RE: [namespaceDocument-8] 14 Theses, take 2

On Mon, 2002-02-18 at 16:29, David Orchard wrote:
[...]
> I believe we must solve this definition problem and document this in our
> arch document.  We obviously have 2 camps:
> 1) schemas are syntactic validation, and dtds/xml schema/relax/dcd/WSDL are
> instances.
> 2) schemas are any kind of definition used in interpretation.  This includes
> 1) but adds in html, RDF Schema, others.  A fragment from RDF Schema
> illustrates "Unlike an XML DTD or Schema, which gives specific constraints
> on the structure of an XML document, an RDF Schema provides information
> about the interpretation of the statements given in an RDF data model. "
[...]
> Is there any possibility that the proponents of option #2 could see their
> way to adopting schema definition #1?  I would volunteer to help with coming
> up with a new term for #2.

If it were that simple, I'd agree to stop using 'schema' for 2).
But even in the case of XML schemas, I'm not sure folks
see them as just about syntax.

Tim Bray said something like "the world thinks schemas are
for expressing syntactic constraints, so if
we decide otherwise, we'll have to re-educate them."
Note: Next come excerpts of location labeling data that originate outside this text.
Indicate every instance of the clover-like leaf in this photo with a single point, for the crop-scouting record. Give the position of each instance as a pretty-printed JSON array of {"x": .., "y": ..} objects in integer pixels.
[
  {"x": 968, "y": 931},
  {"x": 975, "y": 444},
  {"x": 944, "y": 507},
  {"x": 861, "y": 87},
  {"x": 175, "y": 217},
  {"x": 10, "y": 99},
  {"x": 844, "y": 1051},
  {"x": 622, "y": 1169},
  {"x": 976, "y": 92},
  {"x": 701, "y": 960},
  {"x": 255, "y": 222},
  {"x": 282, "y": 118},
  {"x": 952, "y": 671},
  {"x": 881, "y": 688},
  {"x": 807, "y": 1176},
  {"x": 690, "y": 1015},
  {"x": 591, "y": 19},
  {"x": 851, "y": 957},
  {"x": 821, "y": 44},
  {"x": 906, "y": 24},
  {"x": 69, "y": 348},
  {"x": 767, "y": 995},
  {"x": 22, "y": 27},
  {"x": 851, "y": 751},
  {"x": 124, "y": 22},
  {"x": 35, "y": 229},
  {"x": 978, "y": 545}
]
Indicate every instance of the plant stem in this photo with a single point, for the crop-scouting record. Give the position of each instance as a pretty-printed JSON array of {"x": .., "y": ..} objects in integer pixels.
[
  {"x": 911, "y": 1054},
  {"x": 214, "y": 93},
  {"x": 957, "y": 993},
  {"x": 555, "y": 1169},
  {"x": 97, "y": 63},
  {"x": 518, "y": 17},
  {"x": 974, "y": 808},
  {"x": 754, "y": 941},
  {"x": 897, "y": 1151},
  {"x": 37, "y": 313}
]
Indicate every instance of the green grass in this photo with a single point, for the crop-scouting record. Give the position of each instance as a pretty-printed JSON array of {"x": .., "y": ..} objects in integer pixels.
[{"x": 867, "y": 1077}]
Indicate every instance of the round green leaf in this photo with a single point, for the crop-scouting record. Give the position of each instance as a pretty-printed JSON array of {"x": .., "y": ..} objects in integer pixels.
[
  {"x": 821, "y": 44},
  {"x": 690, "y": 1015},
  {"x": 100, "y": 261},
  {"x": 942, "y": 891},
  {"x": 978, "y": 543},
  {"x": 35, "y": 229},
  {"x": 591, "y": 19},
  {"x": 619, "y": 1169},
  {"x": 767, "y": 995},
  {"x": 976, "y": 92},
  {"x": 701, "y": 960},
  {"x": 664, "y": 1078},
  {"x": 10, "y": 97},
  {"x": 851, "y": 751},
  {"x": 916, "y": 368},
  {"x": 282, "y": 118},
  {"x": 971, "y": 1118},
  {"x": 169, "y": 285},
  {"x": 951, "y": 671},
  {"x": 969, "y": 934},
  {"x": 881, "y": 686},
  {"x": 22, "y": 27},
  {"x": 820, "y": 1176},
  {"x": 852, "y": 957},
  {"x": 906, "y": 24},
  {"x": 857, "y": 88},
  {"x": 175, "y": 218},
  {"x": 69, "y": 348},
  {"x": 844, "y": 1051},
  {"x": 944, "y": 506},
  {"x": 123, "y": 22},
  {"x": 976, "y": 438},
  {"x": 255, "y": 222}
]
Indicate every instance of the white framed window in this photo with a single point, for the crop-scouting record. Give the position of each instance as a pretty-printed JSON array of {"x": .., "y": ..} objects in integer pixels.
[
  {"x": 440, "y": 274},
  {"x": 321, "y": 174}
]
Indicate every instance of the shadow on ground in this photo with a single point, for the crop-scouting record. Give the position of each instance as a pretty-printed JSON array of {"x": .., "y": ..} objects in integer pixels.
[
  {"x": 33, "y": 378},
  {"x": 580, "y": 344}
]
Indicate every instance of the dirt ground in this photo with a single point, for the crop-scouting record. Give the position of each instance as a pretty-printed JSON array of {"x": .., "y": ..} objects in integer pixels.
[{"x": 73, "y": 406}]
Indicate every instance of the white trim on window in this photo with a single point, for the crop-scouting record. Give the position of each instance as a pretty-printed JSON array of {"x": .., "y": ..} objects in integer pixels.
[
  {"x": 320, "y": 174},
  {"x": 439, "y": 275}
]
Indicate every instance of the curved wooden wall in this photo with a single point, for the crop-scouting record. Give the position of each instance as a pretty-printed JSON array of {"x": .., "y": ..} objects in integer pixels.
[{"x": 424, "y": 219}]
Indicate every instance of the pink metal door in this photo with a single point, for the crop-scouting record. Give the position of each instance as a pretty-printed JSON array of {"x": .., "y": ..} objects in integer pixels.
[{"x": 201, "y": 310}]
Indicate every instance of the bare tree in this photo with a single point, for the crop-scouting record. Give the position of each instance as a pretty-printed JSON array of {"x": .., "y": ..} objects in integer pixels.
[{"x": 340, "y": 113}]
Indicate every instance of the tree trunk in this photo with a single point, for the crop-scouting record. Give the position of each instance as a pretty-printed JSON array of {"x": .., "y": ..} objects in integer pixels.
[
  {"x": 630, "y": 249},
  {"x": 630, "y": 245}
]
> I venture that every developer in my company and probably almost
> all of our > 10 000 customers consider #1 to be the correct definition.

That's not what I see.

Visit Robin Cover's "what's new in XML" on any given day, and you'll
find at least a handful of items like this:

* [January 18, 2002]   ARTS and IXRetail Release XML Price and Digital
Receipt Schemas for Retail Industry.     Recent announcements from the
Association for Retail Technology Standards (ARTS) and the International
XML Retail Cooperative (IXRetail) describe the release of new XML
schemas for use by retailers. The IXRetail digital receipt XML schema
"provides retailers the ability to create, deliver and archive digital
receipts using in-store point-of-sale transaction data. ..."

	-- http://www.oasis-open.org/cover/sgmlnew.html

They refer to the product of their labors as 'schemas'.
And this product is *not* just an agreement about syntax,
as far as I can tell.

In particular, if you took their schema and made a copy of
it with a different namespace name, the syntax would be
nearly identical -- documents conforming to it would
have the same size and shape. But they wouldn't be
considered documents in the same language at all.

Languages are more than just syntax. When folks
talk about schemas, they're talking about language
definitions, including both syntax and semantics.

Hmm... maybe that's a useful term or collection of terms:

	language definition -- a (written) agreement about
	some syntactic constructs (aka a set of documents)
	and what they mean.

	syntax specification -- a document that
	includes enough information to tell whether
	some other document is syntactically good or not;
	perhaps including enough information to make
	a parse tree and decorate it while you're deciding.



> [...] it seems
> important to be precise and also obey the least-astonishment rule.

I completely agree. But I think the ARTS folks would be
surprised if you told them their schemas are just about syntax.

Am I completely off the mark?

I don't mind reserving the term 'schema' to mean
something syntactic in TAG use, if that's really
the way it's used in the wild. I just wonder
if that's the way it's used in the wild.